Уже сами по себе эти марки были небесным даром: я таких не видел ни у кого. Мальчишки с нашего двора занедужат от зависти, когда я их им покажу.

Но я был подкованным филателистом, я прошел высокую школу моего незабвенного, безвозвратного друга Франсуа, который посвятил меня в тайны и тонкости этого мудрого дела.

И когда я увидел на конверте, опущенном в наш почтовый ящик, эти две марки, сердце мое захолонуло. Марки не были оторваны одна от другой, а спаяны зубчиками. При этом одна марка была соединена с другой вверх тормашками. Вертикальная парочка. Перевертка, тет-беш. Мечта коллекционера. Сокровище.
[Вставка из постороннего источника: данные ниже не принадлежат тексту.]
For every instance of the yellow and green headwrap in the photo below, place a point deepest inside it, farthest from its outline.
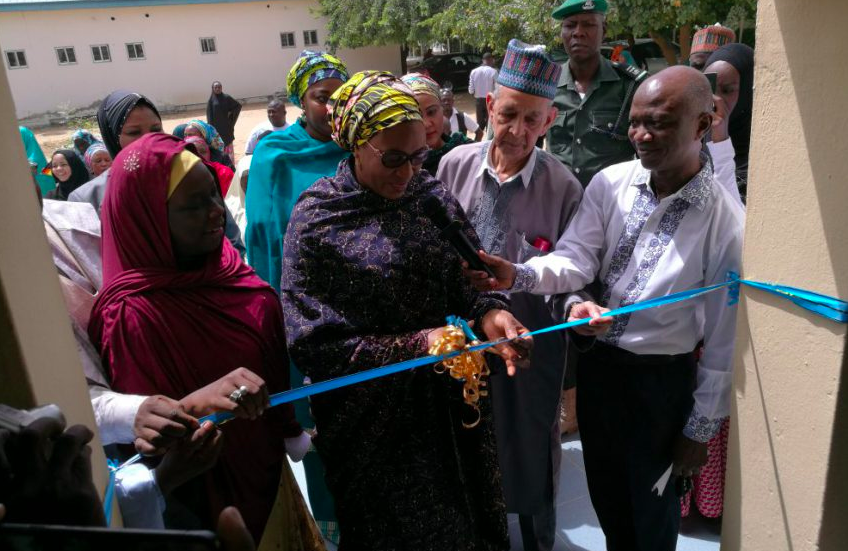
(422, 84)
(310, 68)
(368, 103)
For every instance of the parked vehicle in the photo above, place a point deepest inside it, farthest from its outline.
(449, 68)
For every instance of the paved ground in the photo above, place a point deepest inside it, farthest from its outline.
(577, 525)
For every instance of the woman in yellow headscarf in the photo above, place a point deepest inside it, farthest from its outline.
(284, 164)
(368, 281)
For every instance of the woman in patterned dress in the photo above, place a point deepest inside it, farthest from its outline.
(367, 281)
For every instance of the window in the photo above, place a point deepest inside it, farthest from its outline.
(66, 55)
(287, 40)
(135, 50)
(207, 45)
(100, 53)
(16, 59)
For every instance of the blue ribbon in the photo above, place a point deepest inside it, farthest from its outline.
(110, 489)
(823, 305)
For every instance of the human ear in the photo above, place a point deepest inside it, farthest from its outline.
(549, 121)
(705, 122)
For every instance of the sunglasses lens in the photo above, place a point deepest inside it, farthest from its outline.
(393, 159)
(419, 156)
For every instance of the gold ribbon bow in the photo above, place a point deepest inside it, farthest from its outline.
(469, 367)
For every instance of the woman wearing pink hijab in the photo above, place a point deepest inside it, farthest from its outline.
(178, 311)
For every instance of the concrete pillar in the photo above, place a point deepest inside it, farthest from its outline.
(38, 357)
(787, 484)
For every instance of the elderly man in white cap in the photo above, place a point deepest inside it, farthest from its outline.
(520, 199)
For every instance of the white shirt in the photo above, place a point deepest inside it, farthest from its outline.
(139, 498)
(257, 131)
(725, 166)
(470, 124)
(525, 173)
(482, 80)
(641, 248)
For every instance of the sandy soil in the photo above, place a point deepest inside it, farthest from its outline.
(56, 137)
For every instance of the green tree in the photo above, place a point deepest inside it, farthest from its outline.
(490, 24)
(656, 17)
(357, 23)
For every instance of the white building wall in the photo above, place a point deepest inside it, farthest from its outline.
(250, 61)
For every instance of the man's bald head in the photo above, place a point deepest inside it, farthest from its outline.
(686, 85)
(670, 114)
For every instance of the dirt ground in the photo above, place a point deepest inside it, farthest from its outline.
(57, 137)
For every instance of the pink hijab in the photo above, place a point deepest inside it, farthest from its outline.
(161, 330)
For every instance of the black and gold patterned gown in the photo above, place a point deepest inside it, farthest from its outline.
(364, 278)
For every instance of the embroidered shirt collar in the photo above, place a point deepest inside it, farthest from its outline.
(487, 166)
(696, 192)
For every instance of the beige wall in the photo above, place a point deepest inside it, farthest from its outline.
(786, 485)
(38, 358)
(250, 61)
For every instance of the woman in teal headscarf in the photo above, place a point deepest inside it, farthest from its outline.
(284, 164)
(36, 155)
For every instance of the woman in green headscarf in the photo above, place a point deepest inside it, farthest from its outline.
(428, 96)
(36, 156)
(284, 164)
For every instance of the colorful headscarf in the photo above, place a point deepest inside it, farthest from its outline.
(196, 139)
(367, 104)
(89, 154)
(208, 132)
(180, 317)
(422, 84)
(310, 68)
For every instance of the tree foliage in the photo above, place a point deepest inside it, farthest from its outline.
(491, 23)
(357, 23)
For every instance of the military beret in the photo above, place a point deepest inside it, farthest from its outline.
(576, 7)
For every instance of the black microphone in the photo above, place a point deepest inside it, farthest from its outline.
(452, 231)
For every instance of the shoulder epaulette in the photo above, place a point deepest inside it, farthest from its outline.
(630, 71)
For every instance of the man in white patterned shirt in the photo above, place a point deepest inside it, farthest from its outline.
(646, 229)
(481, 82)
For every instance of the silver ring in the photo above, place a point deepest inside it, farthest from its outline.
(237, 395)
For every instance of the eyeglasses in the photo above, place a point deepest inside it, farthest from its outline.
(394, 159)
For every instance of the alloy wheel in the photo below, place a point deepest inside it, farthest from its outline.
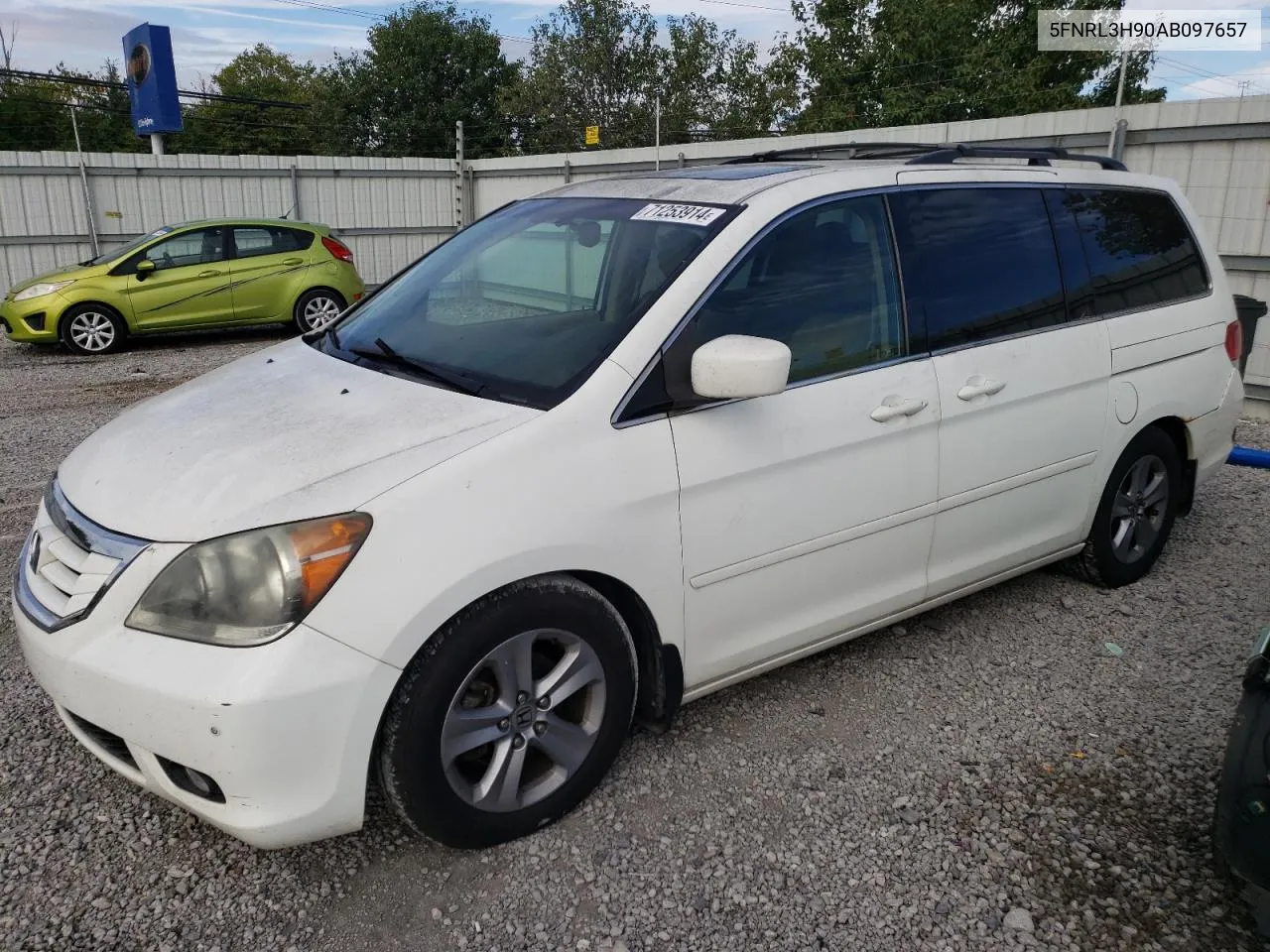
(524, 721)
(320, 311)
(1139, 509)
(91, 331)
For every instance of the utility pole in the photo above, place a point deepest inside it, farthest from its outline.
(87, 193)
(1119, 100)
(657, 140)
(458, 175)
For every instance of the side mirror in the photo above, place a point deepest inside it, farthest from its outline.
(737, 366)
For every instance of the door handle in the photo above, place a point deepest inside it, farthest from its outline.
(896, 407)
(980, 386)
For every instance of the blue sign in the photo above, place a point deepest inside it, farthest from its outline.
(151, 80)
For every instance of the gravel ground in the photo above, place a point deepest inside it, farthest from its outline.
(988, 777)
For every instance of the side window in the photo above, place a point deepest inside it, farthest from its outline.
(254, 241)
(202, 246)
(1138, 249)
(979, 263)
(824, 284)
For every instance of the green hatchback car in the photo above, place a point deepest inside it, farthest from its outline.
(199, 275)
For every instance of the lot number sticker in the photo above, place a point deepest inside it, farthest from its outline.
(698, 214)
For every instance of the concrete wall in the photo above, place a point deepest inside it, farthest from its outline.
(394, 209)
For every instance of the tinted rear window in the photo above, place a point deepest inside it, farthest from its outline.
(978, 263)
(1138, 249)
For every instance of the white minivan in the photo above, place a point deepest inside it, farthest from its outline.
(612, 448)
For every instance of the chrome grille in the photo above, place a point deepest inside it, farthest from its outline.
(67, 562)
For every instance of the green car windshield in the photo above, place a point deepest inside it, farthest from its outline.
(524, 304)
(125, 250)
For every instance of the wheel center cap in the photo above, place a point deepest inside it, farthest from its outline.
(522, 719)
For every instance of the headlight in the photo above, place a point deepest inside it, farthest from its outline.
(41, 290)
(253, 587)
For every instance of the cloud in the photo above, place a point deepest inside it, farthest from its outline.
(1257, 79)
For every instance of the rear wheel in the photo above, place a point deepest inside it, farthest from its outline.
(511, 715)
(90, 330)
(1135, 515)
(318, 308)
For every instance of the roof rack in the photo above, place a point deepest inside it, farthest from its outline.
(1035, 155)
(852, 150)
(929, 154)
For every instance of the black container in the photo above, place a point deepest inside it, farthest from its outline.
(1248, 309)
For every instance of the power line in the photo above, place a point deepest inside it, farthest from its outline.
(377, 17)
(108, 84)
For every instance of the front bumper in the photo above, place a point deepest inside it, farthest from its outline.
(32, 321)
(285, 730)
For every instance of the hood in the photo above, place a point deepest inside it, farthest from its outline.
(287, 433)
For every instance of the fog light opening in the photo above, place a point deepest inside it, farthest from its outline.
(191, 780)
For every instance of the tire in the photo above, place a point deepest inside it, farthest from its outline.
(1133, 503)
(472, 756)
(317, 308)
(91, 330)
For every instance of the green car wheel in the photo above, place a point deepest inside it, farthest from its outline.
(91, 330)
(318, 308)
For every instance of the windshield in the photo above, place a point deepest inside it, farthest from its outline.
(525, 303)
(122, 252)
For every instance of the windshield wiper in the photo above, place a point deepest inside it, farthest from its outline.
(422, 368)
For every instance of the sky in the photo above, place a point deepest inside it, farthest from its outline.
(208, 33)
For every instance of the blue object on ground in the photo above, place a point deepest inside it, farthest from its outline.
(1245, 456)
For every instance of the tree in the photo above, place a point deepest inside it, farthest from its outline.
(244, 128)
(594, 62)
(899, 62)
(598, 62)
(427, 66)
(36, 113)
(712, 85)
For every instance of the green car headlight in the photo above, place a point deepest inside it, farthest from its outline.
(41, 290)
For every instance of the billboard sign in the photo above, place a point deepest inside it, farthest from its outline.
(151, 80)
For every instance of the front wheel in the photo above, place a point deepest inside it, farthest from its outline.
(511, 715)
(317, 308)
(1135, 515)
(90, 330)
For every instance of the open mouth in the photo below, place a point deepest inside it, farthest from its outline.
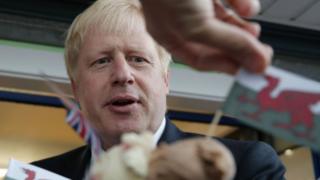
(123, 102)
(120, 101)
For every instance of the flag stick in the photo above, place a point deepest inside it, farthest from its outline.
(214, 123)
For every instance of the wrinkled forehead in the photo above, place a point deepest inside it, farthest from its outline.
(121, 24)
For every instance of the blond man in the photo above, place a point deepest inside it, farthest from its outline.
(119, 76)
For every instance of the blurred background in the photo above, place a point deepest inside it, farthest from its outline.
(32, 118)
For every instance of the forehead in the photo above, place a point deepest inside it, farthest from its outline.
(98, 40)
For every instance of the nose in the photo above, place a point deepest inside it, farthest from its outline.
(122, 72)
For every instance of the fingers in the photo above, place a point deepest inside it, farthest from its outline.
(245, 8)
(229, 16)
(241, 46)
(205, 58)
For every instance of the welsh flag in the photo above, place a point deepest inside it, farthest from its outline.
(281, 103)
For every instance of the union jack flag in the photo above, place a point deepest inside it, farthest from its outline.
(75, 118)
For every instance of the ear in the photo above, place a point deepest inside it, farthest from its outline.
(74, 89)
(166, 81)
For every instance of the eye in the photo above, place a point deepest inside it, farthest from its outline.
(137, 59)
(101, 62)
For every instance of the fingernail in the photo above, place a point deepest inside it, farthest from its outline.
(255, 7)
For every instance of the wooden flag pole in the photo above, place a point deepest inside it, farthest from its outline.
(214, 123)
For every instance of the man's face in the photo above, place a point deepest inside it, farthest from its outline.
(119, 83)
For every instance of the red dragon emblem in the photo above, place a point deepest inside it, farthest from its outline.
(296, 103)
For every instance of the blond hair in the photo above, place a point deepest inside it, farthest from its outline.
(113, 16)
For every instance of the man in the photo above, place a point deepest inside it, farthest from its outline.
(119, 76)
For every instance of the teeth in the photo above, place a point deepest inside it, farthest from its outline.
(122, 102)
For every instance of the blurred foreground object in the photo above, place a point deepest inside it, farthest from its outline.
(280, 103)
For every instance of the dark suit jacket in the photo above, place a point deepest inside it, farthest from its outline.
(255, 160)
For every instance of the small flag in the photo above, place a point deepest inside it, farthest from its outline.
(20, 170)
(78, 123)
(281, 103)
(75, 118)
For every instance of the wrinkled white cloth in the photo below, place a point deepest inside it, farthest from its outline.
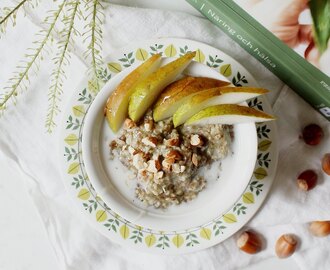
(77, 244)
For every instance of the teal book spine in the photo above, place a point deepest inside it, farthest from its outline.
(305, 79)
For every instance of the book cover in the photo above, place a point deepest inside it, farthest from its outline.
(289, 37)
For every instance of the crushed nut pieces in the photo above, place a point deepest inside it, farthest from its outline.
(166, 160)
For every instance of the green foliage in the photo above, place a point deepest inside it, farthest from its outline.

Я уже прикинул, как с величайшей осторожностью надо будет отпарить эти марки над носом кипящего чайника, отделить, согласно железному правилу, не марку от конверта, а конверт от марки, чтобы лучше кусок конверта остался на марке, а не, боже упаси, наоборот, а потом положить добычу под пресс, меж страниц энциклопедии.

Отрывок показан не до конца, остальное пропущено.